Diagnostic Tests/Studies
  1. Complete Blood Count (CBC):
    • Measurement of RBC, Hct, Hgb, and WBC with differential to assess overall health and detect a variety of disorders.
  2. Blood Clotting Studies:
    • Evaluates factors involved in coagulation.
  3. Comprehensive Metabolic Panel (CMP):
    • Provides information on metabolism and functions of kidneys/liver.
  4. Blood Glucose Tests:
    • Key tests to monitor and diagnose diabetes.
  5. Lipid Profile:
    • Evaluates cardiac risk factors through cholesterol and triglyceride levels.
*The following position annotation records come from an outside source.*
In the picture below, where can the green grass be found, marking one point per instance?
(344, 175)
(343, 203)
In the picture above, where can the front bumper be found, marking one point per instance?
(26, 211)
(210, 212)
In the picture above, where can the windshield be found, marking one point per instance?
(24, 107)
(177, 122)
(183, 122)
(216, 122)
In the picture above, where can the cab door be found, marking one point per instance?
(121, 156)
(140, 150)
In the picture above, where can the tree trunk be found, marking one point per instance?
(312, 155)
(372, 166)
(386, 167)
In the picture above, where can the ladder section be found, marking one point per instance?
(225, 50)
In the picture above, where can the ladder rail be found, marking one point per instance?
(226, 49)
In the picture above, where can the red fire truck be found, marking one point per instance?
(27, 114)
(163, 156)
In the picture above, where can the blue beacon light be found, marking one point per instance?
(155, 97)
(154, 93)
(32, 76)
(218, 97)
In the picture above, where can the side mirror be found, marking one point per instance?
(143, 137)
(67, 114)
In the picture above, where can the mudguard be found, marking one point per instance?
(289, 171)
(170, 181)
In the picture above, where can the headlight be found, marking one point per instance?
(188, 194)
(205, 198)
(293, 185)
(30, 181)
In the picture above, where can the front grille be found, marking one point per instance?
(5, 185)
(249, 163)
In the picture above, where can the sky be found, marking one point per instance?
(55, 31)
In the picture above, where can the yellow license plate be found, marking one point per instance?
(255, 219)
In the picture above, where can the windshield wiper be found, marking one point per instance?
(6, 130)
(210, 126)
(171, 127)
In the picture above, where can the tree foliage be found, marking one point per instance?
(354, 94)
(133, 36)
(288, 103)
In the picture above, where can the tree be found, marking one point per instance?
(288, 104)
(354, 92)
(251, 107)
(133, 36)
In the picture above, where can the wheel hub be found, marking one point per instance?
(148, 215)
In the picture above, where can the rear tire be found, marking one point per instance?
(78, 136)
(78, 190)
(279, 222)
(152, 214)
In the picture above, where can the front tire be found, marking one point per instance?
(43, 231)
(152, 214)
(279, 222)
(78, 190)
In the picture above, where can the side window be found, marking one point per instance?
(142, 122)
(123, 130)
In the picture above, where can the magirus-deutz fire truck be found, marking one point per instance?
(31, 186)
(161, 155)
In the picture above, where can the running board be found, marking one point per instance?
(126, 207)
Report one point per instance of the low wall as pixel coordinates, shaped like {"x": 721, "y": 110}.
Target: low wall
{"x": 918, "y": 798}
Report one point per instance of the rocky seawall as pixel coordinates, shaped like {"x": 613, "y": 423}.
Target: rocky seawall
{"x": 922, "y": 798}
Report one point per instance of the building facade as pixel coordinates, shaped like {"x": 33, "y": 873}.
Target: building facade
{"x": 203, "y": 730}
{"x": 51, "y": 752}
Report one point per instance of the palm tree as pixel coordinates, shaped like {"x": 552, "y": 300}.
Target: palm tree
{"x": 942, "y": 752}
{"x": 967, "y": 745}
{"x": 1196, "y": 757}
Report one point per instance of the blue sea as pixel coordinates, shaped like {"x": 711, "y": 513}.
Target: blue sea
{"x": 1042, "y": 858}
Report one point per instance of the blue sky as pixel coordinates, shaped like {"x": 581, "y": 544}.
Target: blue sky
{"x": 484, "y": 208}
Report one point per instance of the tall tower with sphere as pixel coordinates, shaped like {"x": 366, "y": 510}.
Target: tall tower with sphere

  6. Thyroid Function Tests:
    • Measures TSH, FT4, and T4 to diagnose thyroid issues.
  7. Urinalysis:
    • Assesses for infections or diseases affecting urinary systems.
  8. Vaginal Cultures/Tests:
    • Detects infections and assesses health of the vaginal microbiome.

Imaging Studies

  1. Pelvic Ultrasonography:
    • High-frequency sound waves evaluate pelvic organs, confirming gestation, and assessing uterine conditions.
  2. Mammography:
    • Screening for breast cancer through X-ray images under various techniques.
  3. Bone Densitometry:
    • Evaluates risk for osteoporosis by assessing bone density.
Conclusion
  • The integration of thorough health history, physical examination, and appropriate diagnostic tests is vital in the assessment and promotion of health.